Della strage di Piazza Fontana si è tornato a parlare in questi giorni in relazione all'uscita nelle sale cinematografiche di un film, "Romanzo di una strage", che si ispira al libro di Paolo Cucchiarelli "Il segreto di Piazza Fontana". Parlare di riconquista della sovranità nazionale significa parlare della Storia di questo Paese, una Storia con cui ancora 'fare i conti', per capire anche la fase attuale e, con cognizione di causa, 'tarare' ed indirizzare l'impegno politico.
PIAZZA FONTANA QUARANT'ANNI DOPO: SEGRETI SVELATI
ED UNA LEZIONE NON ANCORA TRATTA (prima parte)
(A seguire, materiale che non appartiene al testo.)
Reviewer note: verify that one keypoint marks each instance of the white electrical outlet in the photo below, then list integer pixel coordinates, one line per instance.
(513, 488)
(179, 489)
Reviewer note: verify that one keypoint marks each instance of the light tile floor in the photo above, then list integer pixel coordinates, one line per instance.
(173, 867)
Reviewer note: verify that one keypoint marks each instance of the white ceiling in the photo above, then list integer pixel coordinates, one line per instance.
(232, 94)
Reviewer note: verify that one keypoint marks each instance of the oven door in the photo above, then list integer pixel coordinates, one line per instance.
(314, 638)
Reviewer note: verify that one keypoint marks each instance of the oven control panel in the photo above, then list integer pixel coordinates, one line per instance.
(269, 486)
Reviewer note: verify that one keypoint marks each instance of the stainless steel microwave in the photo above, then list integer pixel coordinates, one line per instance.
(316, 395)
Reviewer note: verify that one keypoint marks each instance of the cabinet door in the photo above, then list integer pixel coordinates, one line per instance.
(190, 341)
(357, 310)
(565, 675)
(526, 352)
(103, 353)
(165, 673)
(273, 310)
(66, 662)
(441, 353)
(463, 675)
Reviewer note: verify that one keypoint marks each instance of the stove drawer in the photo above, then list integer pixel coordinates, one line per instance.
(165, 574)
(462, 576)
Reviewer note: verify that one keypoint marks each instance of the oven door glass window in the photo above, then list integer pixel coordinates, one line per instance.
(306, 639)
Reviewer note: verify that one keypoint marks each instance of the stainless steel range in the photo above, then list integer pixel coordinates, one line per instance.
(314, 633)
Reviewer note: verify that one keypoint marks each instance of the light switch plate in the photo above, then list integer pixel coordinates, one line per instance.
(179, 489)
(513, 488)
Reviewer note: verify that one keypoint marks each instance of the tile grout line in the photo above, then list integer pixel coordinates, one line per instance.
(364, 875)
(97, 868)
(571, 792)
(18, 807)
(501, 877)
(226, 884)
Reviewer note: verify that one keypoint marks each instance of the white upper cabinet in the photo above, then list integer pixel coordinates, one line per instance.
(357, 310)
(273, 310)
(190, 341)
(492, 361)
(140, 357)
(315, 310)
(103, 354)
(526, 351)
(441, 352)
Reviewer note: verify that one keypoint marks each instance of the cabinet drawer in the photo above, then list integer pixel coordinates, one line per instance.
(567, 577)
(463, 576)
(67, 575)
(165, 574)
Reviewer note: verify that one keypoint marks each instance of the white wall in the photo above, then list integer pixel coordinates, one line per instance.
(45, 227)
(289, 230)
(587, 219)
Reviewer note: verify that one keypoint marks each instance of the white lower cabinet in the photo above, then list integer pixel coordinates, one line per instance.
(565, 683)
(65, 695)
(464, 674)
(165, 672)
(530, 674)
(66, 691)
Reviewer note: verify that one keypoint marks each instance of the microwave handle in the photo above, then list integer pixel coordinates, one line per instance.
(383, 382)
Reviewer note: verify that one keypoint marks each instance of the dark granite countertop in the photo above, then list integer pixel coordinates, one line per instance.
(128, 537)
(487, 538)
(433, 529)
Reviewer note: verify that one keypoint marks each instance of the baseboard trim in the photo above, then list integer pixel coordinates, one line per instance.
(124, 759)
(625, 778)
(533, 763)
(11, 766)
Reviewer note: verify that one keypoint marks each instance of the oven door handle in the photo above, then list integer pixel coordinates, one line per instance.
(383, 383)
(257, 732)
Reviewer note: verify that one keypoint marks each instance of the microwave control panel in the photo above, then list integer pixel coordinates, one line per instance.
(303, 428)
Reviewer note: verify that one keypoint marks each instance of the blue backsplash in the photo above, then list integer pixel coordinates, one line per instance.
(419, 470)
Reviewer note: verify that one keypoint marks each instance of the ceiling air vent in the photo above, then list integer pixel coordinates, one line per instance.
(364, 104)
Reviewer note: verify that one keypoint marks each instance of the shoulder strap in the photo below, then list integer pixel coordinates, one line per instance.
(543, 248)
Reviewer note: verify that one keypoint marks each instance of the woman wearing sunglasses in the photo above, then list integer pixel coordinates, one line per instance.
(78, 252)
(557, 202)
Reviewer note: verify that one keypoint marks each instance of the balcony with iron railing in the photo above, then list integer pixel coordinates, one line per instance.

Il 12 dicembre 1969, nella Banca Nazionale dell’Agricoltura di Piazza Fontana, a Milano, una devastante esplosione causa la morte di 17 persone ed il ferimento di 88. Altri 3 ordigni scoppiano contemporaneamente a Roma (due all’Altare della Patria ed uno alla Banca Commerciale) senza provocare vittime. Un'altra bomba viene trovata inesplosa, a Milano, alla Banca Commerciale. Quali le ragioni della strage? Chi gli esecutori ed i mandanti degli attentati? Sono quesiti a cui prova a rispondere Paolo Cucchiarelli, giornalista dell’ANSA. L'opera "Il segreto di Piazza Fontana" è tanto complessa quanto stimolante. Il lavoro è diviso in quattro dense e documentatissime parti. Nella prima parte il giornalista ci introduce agli oggetti mancanti, dimenticati, dispersi o occultati, che hanno reso impossibile giungere alla verità giudiziaria e condannare i veri responsabili della strage. Nella seconda si riesamina in particolare tutta la vicenda di Pinelli e della sua morte alla Questura di Milano (14 dicembre 1969). Nella terza viene analizzata la strategia dell’infiltrazione e della provocazione che la destra radicale di Ordine Nuovo e Avanguardia Nazionale effettuò nei confronti degli anarchici e della sinistra marxista-leninista. I neofascisti erano i registi e bracci operativi determinanti per realizzare attentati da addebitare ad altri. Nella quarta ed ultima parte l’autore esamina il quadro internazionale e le preoccupazioni geopolitiche statunitensi. Gli USA avevano dato semaforo verde ad una strategia che nelle speranze neofasciste voleva portare all'instaurazione di una dittatura sul modello dei Colonnelli greci.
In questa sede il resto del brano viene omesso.